Filmle ilgili bir ek bilgi: Filmin sonundaki Ada'nın Müzeyyen hanımla baktığı fotoğraflarda Alper'in babası olarak görünen kişi Alper'i oynayan Cemal Hünal'ın kardeşi Kerem Hünal. Kendisi bunu YouTube'da konuk olduğu bir programda söylemişti ama hangi video olduğunu tam bulamadım maalesef. Kerem Hünal da oyun tasarımı ile uğraşmakla birlikte multiplayer.com.tr'den de tanınan bir isim.
Sonuç olarak Issız Adam abartılı olduğunu düşünsem de kendini izletmeyi başaran ama bana mantıksızlıkları bulunan bir film. Daha önce de dedim. Filmdeki bu gidişat olmasa, benim dediklerim olmasa bu film olmazdı. Ama anlatılanları daha mantıklı bir çerçevede açıklayabilirdi kanımca. Filme ilişkin puan vermek benim gibi bir cahilin haddine değil. Ondan pek yorum yapmayacağım. Ama bence şaheser değil ama yine de izlenebilir.

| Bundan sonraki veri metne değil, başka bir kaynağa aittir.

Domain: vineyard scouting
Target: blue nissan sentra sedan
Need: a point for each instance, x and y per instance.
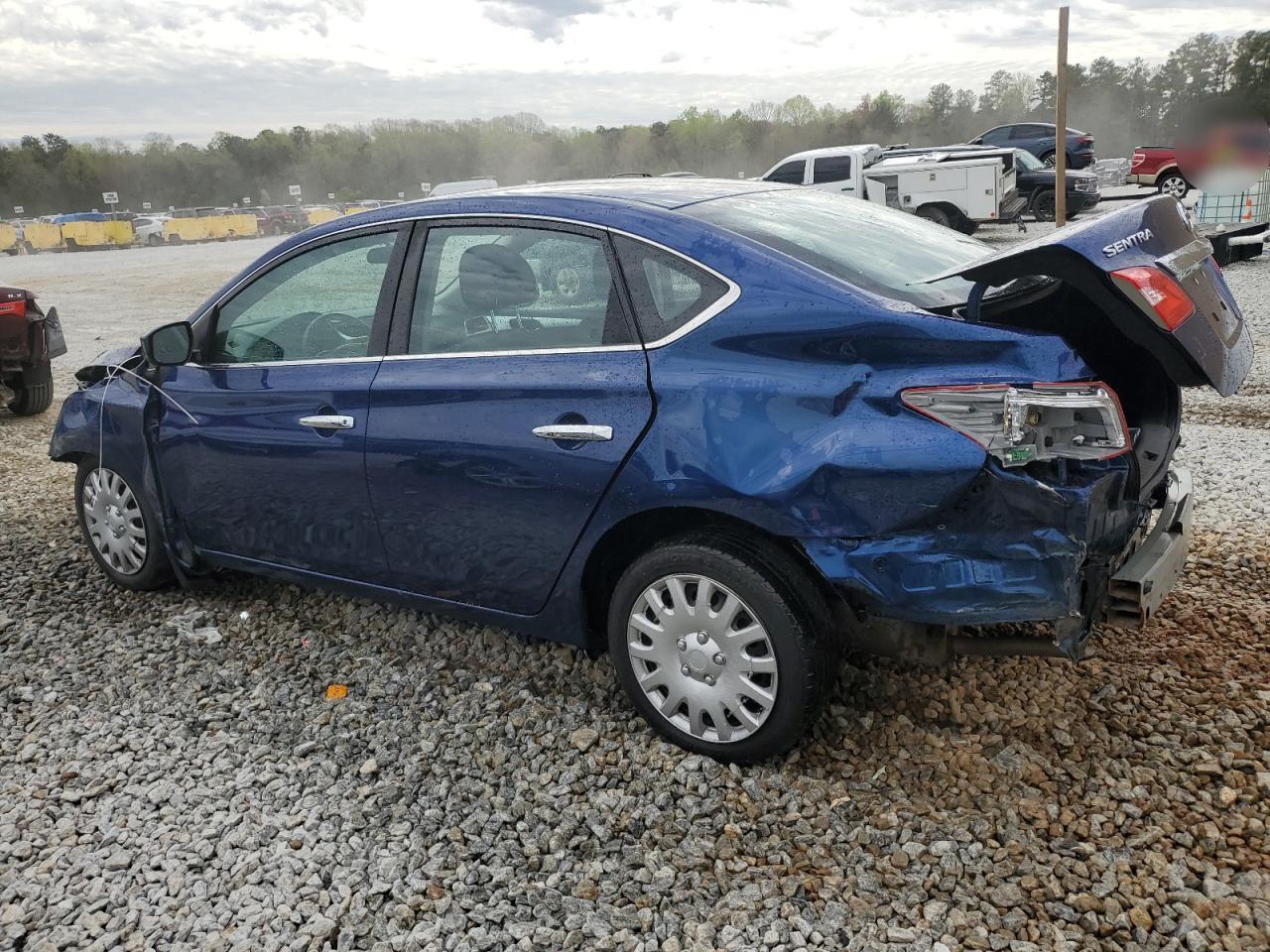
(724, 429)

Her zamanki gibi uzun ama sanırım diğerlerine göre daha kısa bir yazı oldu. Dediğim gibi bu filme konuştuğum gibi konuşacağım birçok şey var ama biraz güncel (benim için) ve biraz popüler olması onu yazmamı tercih etmeme neden oldu. Her film hakkında yazmam ama insan bazen içini dökmek isteyebiliyor. Umarım derdimi anlatabilmişimdir. Buraya kadar sabredip okuduğunuz için teşekkürler.